I agree that we didn't have ice packs etc in our day, but now it'll be me picking up the pieces when the kids are vomitting from warm ham sandwiches.

I'd love mine to do the lunches, but the oldest one has school lunches and the younger two have packed lunch at nursery, but are only 4 & 3 - a bit too young yet.

fattiemumma · 05/07/2006 19:07

no i dont but i have recently started (monday) making his drink bottle the night before and putting it in the freezer so that it slowly melts during the day and it keeps everything cold by lunchtime.

poisson · 05/07/2006 19:13

see even me

marthamoo · 05/07/2006 19:16

Not convinced by colditz's argument that 300 children over a 7 year period in her school never had a chilled lunch and never had food poisoning - what, not a single case of D&V in 7 years? Must have been the healthiest children ever!

I refute the assertion that putting an ice pack in a packed lunch is indicative of the present day trend towards wrapping our kids up in cotton wool. I think we do wrap our kids up in cotton wool, to a certain extent, but I really don't think this is an example of it.

To go back to my previous point: I don't think any of you would buy a sandwich which you knew had been kept on a warm shelf for 4 hours - and Environmental Health would come down like a ton of bricks on a retailer which did sell sandwiches stored in that manner.

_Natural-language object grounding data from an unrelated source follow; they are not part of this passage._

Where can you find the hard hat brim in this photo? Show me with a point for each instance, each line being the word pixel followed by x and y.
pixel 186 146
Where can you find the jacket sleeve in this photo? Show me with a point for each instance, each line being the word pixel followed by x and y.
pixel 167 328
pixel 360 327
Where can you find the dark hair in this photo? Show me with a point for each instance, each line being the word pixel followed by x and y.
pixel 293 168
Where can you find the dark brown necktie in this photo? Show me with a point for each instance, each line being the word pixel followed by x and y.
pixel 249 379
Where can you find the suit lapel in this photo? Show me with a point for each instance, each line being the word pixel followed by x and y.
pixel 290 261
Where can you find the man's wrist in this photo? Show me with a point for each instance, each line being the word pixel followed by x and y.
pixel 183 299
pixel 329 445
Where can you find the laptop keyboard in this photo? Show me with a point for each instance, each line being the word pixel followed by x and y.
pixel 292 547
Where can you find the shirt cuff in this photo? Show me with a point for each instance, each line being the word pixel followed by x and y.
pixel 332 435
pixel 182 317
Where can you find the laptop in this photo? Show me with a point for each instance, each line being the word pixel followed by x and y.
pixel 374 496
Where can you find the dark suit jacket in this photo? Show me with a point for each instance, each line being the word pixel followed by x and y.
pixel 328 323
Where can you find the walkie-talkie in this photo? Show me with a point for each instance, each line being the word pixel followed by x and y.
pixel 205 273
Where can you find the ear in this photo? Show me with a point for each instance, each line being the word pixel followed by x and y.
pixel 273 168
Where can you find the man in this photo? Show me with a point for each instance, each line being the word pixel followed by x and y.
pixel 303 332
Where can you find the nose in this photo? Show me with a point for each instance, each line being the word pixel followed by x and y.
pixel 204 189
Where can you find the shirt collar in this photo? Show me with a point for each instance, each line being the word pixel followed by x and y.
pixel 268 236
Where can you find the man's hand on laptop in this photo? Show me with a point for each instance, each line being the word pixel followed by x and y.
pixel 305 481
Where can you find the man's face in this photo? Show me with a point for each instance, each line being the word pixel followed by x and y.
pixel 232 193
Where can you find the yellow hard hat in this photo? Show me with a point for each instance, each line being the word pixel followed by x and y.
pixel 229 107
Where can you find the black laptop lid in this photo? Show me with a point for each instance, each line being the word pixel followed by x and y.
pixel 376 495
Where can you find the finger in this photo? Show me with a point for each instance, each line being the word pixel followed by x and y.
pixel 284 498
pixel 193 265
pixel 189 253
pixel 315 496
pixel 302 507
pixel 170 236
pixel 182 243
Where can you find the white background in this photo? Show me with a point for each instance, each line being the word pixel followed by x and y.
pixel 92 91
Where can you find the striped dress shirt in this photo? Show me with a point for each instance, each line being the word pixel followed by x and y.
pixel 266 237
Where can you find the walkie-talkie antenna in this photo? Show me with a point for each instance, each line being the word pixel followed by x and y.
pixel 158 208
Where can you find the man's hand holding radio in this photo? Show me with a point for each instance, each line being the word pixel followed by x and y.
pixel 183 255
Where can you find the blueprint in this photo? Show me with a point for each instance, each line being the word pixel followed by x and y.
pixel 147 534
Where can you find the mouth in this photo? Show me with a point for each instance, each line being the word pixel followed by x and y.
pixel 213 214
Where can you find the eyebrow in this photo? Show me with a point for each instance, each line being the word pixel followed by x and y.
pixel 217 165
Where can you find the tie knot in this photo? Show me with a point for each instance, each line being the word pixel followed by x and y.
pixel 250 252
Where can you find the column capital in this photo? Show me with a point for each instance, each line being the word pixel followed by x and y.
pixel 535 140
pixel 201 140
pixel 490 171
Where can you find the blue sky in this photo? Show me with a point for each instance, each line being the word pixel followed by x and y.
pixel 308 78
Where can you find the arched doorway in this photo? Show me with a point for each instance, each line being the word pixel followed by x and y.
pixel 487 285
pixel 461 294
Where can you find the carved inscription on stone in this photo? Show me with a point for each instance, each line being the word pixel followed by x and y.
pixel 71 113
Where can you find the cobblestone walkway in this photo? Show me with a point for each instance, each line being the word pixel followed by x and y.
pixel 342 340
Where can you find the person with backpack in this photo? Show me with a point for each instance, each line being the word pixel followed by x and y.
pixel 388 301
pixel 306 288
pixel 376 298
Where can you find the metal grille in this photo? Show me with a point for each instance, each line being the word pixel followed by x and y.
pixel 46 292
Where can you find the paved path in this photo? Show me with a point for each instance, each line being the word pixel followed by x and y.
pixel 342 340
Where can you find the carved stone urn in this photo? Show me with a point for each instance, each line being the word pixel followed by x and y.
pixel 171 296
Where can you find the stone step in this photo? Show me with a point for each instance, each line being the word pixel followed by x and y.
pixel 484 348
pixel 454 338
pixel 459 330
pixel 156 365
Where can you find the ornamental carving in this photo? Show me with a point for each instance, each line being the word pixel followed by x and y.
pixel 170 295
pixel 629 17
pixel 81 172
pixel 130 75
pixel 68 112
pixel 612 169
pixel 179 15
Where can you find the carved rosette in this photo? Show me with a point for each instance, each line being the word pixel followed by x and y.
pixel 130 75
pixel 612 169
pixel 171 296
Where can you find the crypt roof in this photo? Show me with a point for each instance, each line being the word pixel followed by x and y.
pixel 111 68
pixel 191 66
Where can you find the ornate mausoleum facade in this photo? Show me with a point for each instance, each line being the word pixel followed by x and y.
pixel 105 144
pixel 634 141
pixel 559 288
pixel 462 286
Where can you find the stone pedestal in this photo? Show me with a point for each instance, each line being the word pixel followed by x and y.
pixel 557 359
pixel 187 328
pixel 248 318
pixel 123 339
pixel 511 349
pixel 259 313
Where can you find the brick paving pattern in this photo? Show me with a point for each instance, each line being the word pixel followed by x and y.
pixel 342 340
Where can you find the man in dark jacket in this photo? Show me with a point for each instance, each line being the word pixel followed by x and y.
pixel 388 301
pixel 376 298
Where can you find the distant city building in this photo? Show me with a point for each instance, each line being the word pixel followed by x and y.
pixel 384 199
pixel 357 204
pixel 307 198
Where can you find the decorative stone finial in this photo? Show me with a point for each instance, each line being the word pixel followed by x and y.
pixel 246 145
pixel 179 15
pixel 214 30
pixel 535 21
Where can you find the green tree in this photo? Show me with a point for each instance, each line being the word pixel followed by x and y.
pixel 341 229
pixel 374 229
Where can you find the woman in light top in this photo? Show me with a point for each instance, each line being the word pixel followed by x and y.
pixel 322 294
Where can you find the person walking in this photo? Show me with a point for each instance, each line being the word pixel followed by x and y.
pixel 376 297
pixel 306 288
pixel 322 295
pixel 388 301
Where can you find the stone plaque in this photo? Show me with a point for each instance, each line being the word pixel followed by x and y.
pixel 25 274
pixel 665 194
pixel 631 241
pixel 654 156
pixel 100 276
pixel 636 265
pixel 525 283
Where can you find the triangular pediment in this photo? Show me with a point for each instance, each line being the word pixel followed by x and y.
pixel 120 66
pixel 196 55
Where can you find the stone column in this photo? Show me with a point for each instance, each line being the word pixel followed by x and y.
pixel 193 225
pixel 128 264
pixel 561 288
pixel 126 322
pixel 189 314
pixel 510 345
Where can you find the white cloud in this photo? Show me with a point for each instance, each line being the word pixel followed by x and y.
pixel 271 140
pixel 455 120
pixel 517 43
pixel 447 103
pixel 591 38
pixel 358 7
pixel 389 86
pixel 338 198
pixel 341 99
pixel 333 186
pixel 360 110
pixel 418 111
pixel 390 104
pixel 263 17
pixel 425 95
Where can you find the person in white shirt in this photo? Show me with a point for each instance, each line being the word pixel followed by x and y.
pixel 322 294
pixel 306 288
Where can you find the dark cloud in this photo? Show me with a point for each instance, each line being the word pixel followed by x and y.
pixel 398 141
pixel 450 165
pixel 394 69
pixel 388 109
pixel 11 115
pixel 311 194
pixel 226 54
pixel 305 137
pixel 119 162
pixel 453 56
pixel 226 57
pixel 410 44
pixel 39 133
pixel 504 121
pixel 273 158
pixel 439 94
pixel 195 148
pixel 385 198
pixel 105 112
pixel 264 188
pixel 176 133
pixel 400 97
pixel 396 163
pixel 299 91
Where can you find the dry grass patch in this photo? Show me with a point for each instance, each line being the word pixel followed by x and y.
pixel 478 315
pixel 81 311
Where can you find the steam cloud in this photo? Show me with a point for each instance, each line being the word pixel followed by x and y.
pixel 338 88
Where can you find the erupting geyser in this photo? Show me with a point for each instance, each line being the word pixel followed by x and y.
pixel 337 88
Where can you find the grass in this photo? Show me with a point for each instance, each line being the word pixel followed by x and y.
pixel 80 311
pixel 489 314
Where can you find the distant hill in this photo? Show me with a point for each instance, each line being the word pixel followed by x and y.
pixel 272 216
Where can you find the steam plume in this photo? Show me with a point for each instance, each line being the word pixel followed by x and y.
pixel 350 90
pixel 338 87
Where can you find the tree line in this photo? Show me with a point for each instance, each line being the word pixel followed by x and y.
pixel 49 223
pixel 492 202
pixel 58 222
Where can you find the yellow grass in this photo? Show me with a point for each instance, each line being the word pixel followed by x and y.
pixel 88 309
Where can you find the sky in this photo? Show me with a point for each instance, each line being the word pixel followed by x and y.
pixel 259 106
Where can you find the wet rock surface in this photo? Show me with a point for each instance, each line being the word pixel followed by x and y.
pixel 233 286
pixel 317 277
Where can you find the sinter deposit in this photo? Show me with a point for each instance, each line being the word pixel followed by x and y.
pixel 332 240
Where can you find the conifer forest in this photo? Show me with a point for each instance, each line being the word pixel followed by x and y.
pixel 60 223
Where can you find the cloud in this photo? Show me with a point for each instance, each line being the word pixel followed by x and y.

Yes, he'd probably be fine with limp, warm butties at school - but for the sake of five steps from my worktop to the freezer in the morning I'll play it safe.

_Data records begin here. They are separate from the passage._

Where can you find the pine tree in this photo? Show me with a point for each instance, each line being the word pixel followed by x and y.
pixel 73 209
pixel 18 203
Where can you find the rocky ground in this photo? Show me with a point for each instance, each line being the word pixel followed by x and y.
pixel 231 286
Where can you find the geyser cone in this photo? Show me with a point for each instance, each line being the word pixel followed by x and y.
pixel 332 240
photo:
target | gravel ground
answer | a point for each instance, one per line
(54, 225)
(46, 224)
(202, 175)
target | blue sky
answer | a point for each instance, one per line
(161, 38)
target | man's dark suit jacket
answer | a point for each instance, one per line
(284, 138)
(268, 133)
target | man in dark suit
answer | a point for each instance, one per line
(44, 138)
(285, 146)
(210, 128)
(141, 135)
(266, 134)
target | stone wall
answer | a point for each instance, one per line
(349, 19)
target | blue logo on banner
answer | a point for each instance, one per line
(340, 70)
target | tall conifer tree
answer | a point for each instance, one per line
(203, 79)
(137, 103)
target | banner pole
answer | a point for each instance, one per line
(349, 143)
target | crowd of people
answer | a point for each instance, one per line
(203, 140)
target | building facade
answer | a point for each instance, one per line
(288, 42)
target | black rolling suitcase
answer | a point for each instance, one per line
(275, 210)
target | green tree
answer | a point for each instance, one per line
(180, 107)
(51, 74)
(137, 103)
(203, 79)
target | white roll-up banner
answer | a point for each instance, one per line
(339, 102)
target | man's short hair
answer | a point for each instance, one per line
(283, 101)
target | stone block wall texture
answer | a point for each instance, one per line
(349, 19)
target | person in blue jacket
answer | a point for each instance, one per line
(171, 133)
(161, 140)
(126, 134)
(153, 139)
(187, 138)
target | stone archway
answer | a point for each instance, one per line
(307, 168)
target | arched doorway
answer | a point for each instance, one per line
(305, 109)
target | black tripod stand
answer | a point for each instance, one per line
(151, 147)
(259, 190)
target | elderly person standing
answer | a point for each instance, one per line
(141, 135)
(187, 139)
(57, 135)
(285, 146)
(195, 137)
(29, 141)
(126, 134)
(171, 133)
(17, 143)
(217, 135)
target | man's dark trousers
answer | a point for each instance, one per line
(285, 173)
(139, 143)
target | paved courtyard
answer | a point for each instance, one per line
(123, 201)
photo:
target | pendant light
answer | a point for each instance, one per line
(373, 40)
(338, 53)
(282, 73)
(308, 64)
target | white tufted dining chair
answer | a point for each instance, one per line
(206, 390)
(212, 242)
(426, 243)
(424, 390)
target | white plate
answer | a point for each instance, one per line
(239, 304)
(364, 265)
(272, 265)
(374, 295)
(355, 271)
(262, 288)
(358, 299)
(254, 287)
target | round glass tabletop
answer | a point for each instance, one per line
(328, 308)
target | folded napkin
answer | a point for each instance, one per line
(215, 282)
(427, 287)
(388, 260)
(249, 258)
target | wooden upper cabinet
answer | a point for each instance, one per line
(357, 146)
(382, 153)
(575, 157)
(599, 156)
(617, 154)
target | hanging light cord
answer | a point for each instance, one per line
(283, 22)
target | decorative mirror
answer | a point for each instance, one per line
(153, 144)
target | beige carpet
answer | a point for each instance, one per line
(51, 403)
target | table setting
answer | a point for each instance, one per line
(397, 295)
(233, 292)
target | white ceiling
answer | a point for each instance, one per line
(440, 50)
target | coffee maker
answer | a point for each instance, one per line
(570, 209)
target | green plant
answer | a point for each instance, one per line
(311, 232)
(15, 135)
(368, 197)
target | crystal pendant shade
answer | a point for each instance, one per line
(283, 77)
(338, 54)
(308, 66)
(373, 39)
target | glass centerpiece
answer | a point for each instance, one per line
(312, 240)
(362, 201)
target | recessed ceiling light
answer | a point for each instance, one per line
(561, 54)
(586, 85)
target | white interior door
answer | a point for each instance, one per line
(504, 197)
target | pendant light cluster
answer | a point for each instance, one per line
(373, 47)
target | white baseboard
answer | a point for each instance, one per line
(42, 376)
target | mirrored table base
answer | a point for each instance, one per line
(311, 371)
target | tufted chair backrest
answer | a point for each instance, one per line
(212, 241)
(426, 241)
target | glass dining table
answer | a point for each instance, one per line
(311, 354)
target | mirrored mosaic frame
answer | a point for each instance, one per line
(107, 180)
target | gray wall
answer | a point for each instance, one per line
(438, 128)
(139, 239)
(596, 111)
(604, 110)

Cappucino · 05/07/2006 19:32

i freeze her juice

if i remember

katierocket · 05/07/2006 19:37

agree agree Marthamoo - It's not so much mollycoddling them it's just a bit kinder. Warm yogurt - YUCK, how disgusting. It cost a few quid to get the ice packs for lunch and a few seconds to put one in, in the morning. The old "well it never did me any harm" argument is a bit lame. It's not a case of doing harm it's just that if it's available (which it wasn't then) then why not use it.

marthamoo · 05/07/2006 19:39

Exactly, katierocket - I never had a car seat, my parents smoked round me from me being a newborn, and we had chips every night: there's a lot of things that I don't try and emulate from my own childhood Definitely wasn't molly-coddled...

katierocket · 05/07/2006 19:50

I think it's just called progress isn't it.